Sinon, avez-vous écouté Nicolas Jaar ? Son album de 2016, Sirens, 7 titres, m'a interpellé récemment. Cela devrait vous rappeler Marconi Union, mais en plus accessible.
Voici un extrait avec No :
https://www.youtube.com/watch?v=rIrdTi7Bzt8
Ludovic

Buster a dit…

Non je n'ai pas encore écouté ces Sirens (c'est peut-être dangereux :-), je ne connais que son premier album, Space is only noise (SION?) qui est pas mal d'ailleurs...

valzeur a dit…

Hello Buster,

Je suis resté coi devant Manchester by the sea qui m'a laissé totalement froid. L'usage désastreux de la musique donne à penser que Lonergan la convoque comme un cache-sexe censé souligner ce qu'on ne voit pas : l'émotion. C'est un peu le syndrome Toni Erdmann ; Lonergan n'a AUCUNE qualité pour réaliser un mélodrame, il va donc mettre en scène son impossibilité à parvenir à un résultat acceptable. L'écriture est dès le départ lourdingoïde (la gradation dans la dégradation, on finit évidemment avec des toilettes bouchées pour signifier que le héros est au fond du trou).
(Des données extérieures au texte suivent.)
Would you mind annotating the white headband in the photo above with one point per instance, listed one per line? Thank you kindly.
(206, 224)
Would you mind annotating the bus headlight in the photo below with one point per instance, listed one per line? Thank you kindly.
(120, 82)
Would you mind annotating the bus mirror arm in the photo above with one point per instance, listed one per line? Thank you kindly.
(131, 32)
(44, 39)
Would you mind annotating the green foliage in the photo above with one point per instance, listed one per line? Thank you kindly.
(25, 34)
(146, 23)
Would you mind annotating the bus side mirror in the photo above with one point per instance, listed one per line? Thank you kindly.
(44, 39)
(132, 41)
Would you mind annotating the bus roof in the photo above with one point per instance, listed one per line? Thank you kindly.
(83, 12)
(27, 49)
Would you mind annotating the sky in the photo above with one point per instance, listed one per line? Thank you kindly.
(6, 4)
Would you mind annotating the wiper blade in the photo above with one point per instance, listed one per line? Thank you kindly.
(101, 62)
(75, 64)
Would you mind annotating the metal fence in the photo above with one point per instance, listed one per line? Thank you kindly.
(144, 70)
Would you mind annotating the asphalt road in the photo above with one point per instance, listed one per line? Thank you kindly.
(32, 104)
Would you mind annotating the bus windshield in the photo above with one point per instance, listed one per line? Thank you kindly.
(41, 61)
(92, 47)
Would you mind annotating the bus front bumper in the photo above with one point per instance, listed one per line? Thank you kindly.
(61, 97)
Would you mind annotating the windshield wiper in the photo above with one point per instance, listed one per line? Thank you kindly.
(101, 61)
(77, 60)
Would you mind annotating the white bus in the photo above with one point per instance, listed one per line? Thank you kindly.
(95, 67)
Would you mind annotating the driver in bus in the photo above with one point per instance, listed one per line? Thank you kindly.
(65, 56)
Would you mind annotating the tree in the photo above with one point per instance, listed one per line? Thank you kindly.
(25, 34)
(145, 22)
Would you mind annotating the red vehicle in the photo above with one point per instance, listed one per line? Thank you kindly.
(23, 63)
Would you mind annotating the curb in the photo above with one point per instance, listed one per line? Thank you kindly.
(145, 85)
Les morts dans MBTS n'ont aucun poids à l'écran ; manque de pot, l'histoire ne tourne qu'autour de l'irréparable qu'on ne ressent simplement pas. 2h18, j'ai vu Casey Affleck s'ennuyer, et faire de son ennui l'alpha et l'oméga de son jeu il est vrai très limité. Les deux climax émotionnels du film s'effondrent intégralement ; le flash-back traumatique est d'une putasserie à crever le plafond, mais surtout il n'est absolument pas fonctionnel. Pour ne rien dire de la scène de retrouvailles entre Williams et Affleck où les deux semblent jouer dans deux films différents. Le seul très léger intérêt du film est son impureté, la partie teen-movie du neveu jurant complètement avec le reste. Et puis, le film est d'une globale misogynie, ce qui le rendrait presque sympathique ; tous les personnages féminins sont imbitables (on s'étonne même que cela soit advenu dans le récit). La malheureuse Michelle Williams a littéralement trois scènes pour exister et dans aucune, elle n'est à son avantage : malade et revêche dans un lit PUIS ultra-revêche et hurlante lors du drââme PUIS minaudante et chouinarde. La mère du héros est d'abord hystérique puis surbourgeoise born-again sans transition aucune.
Je ne comprends absolument pas comment on peut trouver ce film émouvant, sauf à se déposer des rondelles d'oignon sous les paupières pendant la projection.